Sean and Sara Watkins from Nickel Creek, Sebastian Steinberg from Soul Coughing, Benmont Tench from Tom Petty’s Heartbreakers, Don Heffington and Greg Liesz from everywhere and Fiona Apple-that is the cast of Watkins Family Hour.  Recorded in 3 days, this all-covers record displays the immense talent collected here in this croup of people that originally came together over the last couple of years at a monthly jam session at Largo in Los Angeles.  Tune in this week to High Plains Morning to hear every track from Watkins Family Hour.  

‘Something More Than Free’ is Jason Isbell’s hugely anticipated follow up to 2013’s ‘Southeastern’.  The new record reflects some of the many life changes Isbell has experienced in the last 3 years- marriage, sobriety and impending parenthood.  The songs and arrangements are more mature and muted than some of his previous incendiary performances.  We will listen to ‘Something More Than Free’ this week on High Plains Morning.  
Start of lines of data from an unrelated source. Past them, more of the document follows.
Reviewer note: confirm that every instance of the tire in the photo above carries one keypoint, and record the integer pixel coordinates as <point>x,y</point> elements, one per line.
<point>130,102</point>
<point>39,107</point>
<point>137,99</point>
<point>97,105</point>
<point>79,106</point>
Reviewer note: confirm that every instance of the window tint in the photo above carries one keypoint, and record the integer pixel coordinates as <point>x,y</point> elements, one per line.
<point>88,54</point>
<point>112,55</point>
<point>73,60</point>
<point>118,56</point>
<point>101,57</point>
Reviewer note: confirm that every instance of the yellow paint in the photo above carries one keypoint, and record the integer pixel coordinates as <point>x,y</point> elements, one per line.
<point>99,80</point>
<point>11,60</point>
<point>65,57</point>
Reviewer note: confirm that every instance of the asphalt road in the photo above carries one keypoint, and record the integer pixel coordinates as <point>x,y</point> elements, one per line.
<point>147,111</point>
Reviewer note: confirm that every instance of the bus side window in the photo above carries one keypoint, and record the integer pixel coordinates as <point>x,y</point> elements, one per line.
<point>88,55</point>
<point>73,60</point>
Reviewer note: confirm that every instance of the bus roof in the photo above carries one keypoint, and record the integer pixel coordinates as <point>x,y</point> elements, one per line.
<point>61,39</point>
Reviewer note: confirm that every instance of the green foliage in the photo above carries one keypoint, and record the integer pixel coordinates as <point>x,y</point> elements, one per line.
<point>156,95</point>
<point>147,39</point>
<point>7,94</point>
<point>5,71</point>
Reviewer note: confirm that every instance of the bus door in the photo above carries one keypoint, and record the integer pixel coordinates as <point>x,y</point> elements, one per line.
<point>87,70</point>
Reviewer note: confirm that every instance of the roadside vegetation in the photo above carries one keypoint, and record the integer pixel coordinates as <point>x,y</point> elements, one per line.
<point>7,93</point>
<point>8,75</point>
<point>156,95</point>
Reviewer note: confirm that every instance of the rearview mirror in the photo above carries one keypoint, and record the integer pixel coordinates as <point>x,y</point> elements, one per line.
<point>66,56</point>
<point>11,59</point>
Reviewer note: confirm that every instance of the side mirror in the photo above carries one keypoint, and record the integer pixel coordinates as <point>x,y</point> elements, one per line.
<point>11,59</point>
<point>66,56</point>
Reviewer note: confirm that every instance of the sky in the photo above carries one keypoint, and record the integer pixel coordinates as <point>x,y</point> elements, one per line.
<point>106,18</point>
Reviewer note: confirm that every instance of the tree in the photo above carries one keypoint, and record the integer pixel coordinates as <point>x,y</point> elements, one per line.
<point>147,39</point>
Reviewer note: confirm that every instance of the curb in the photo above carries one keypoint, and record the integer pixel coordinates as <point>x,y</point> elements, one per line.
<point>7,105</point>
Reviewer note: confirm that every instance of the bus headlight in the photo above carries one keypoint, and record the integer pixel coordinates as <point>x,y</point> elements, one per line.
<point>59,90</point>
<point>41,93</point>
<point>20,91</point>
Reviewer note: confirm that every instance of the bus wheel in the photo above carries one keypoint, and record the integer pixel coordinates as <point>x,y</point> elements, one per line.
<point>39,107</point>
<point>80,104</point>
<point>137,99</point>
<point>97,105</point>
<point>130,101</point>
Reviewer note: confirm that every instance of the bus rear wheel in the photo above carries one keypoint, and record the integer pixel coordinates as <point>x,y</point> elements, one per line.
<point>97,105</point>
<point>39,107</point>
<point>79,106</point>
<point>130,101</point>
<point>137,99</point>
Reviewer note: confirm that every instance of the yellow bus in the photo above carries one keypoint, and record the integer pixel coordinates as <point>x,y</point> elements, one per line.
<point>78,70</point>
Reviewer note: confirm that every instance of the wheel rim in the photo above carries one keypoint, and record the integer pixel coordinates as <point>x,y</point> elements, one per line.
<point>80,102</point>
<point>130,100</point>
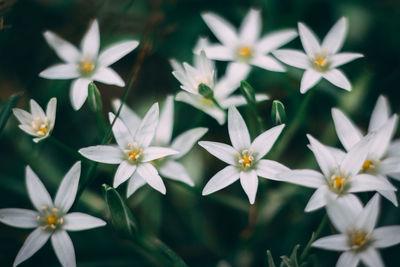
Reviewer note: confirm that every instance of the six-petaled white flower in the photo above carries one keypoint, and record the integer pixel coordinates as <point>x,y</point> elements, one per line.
<point>133,153</point>
<point>320,60</point>
<point>358,237</point>
<point>340,175</point>
<point>37,123</point>
<point>244,158</point>
<point>50,218</point>
<point>86,65</point>
<point>168,167</point>
<point>246,47</point>
<point>379,162</point>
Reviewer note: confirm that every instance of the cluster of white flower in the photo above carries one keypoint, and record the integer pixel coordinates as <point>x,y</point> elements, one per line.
<point>144,149</point>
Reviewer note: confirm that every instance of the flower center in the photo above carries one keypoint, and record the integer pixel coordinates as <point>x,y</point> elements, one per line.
<point>86,67</point>
<point>358,239</point>
<point>50,218</point>
<point>134,152</point>
<point>40,127</point>
<point>245,53</point>
<point>245,159</point>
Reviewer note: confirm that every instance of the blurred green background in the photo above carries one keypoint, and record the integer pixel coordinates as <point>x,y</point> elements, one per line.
<point>204,231</point>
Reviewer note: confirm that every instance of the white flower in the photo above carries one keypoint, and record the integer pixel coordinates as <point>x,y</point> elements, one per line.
<point>358,238</point>
<point>37,123</point>
<point>320,60</point>
<point>222,88</point>
<point>379,162</point>
<point>50,218</point>
<point>133,153</point>
<point>86,65</point>
<point>168,167</point>
<point>340,174</point>
<point>245,47</point>
<point>244,158</point>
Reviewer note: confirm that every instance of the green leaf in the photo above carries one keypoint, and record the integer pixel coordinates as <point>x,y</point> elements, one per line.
<point>6,110</point>
<point>121,217</point>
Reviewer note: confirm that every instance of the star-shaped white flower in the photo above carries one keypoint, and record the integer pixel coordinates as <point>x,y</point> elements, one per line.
<point>133,153</point>
<point>245,47</point>
<point>190,78</point>
<point>320,60</point>
<point>358,237</point>
<point>168,167</point>
<point>37,123</point>
<point>50,218</point>
<point>86,65</point>
<point>244,158</point>
<point>379,162</point>
<point>340,175</point>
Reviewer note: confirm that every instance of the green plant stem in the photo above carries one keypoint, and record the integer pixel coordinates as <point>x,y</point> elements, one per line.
<point>314,236</point>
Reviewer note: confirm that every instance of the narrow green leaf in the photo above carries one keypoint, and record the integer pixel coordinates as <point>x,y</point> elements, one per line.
<point>6,110</point>
<point>121,217</point>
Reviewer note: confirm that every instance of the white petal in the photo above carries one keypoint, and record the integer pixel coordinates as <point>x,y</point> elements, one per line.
<point>366,182</point>
<point>115,52</point>
<point>149,173</point>
<point>221,28</point>
<point>20,218</point>
<point>135,182</point>
<point>333,242</point>
<point>104,154</point>
<point>65,50</point>
<point>36,190</point>
<point>343,58</point>
<point>368,218</point>
<point>371,258</point>
<point>154,152</point>
<point>77,221</point>
<point>166,122</point>
<point>51,111</point>
<point>221,179</point>
<point>275,40</point>
<point>386,236</point>
<point>309,40</point>
<point>147,127</point>
<point>348,133</point>
<point>270,169</point>
<point>293,58</point>
<point>264,142</point>
<point>185,141</point>
<point>221,151</point>
<point>380,115</point>
<point>336,77</point>
<point>108,76</point>
<point>124,171</point>
<point>324,157</point>
<point>334,39</point>
<point>66,192</point>
<point>64,249</point>
<point>61,71</point>
<point>238,132</point>
<point>309,79</point>
<point>91,41</point>
<point>268,63</point>
<point>120,131</point>
<point>249,182</point>
<point>175,171</point>
<point>79,92</point>
<point>318,199</point>
<point>251,26</point>
<point>33,243</point>
<point>348,259</point>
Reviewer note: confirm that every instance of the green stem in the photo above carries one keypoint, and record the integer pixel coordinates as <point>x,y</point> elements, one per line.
<point>314,236</point>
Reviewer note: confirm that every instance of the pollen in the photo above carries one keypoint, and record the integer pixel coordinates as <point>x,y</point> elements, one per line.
<point>245,159</point>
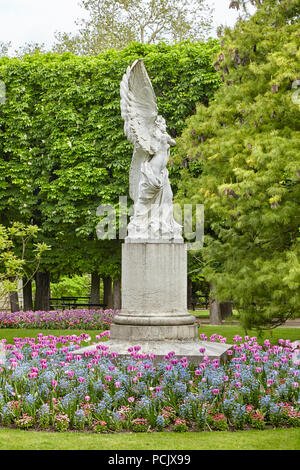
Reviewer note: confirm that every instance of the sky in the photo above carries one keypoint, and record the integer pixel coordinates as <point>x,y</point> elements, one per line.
<point>24,21</point>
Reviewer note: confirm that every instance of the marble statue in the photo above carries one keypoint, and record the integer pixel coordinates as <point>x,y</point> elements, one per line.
<point>149,178</point>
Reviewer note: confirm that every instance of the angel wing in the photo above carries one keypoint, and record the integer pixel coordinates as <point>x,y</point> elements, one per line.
<point>139,111</point>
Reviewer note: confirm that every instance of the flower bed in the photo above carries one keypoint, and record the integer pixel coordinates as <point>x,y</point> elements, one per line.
<point>86,319</point>
<point>44,384</point>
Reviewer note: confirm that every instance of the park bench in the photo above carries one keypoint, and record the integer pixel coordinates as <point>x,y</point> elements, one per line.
<point>200,301</point>
<point>73,302</point>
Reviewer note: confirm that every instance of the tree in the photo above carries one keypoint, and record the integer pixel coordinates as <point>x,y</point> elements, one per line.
<point>63,151</point>
<point>244,158</point>
<point>14,262</point>
<point>4,48</point>
<point>115,24</point>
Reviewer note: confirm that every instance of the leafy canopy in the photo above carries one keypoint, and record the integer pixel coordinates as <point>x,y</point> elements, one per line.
<point>244,159</point>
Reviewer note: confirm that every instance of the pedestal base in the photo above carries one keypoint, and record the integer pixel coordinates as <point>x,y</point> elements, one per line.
<point>154,294</point>
<point>188,349</point>
<point>154,332</point>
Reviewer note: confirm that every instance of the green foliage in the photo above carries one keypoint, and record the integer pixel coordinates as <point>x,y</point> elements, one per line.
<point>244,156</point>
<point>117,24</point>
<point>76,286</point>
<point>63,151</point>
<point>14,241</point>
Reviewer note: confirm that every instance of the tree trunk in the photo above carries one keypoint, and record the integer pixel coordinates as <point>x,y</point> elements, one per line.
<point>117,294</point>
<point>27,295</point>
<point>95,288</point>
<point>189,294</point>
<point>107,297</point>
<point>215,316</point>
<point>42,291</point>
<point>14,300</point>
<point>226,310</point>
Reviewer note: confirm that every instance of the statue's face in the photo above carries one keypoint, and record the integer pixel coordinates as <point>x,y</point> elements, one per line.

Rani Arbo and daisy mayhem have just released their 5th record together- ‘Violets Are Blue’.  The New England- based quartet are now in the 15th year together; 2 members were also previously together in Salamander Crossing.  The new record is full of their signature mix of folk, bluegrass, swing and blues.  We will listen to ‘Violets Are Blue’ this week on High Plains Morning.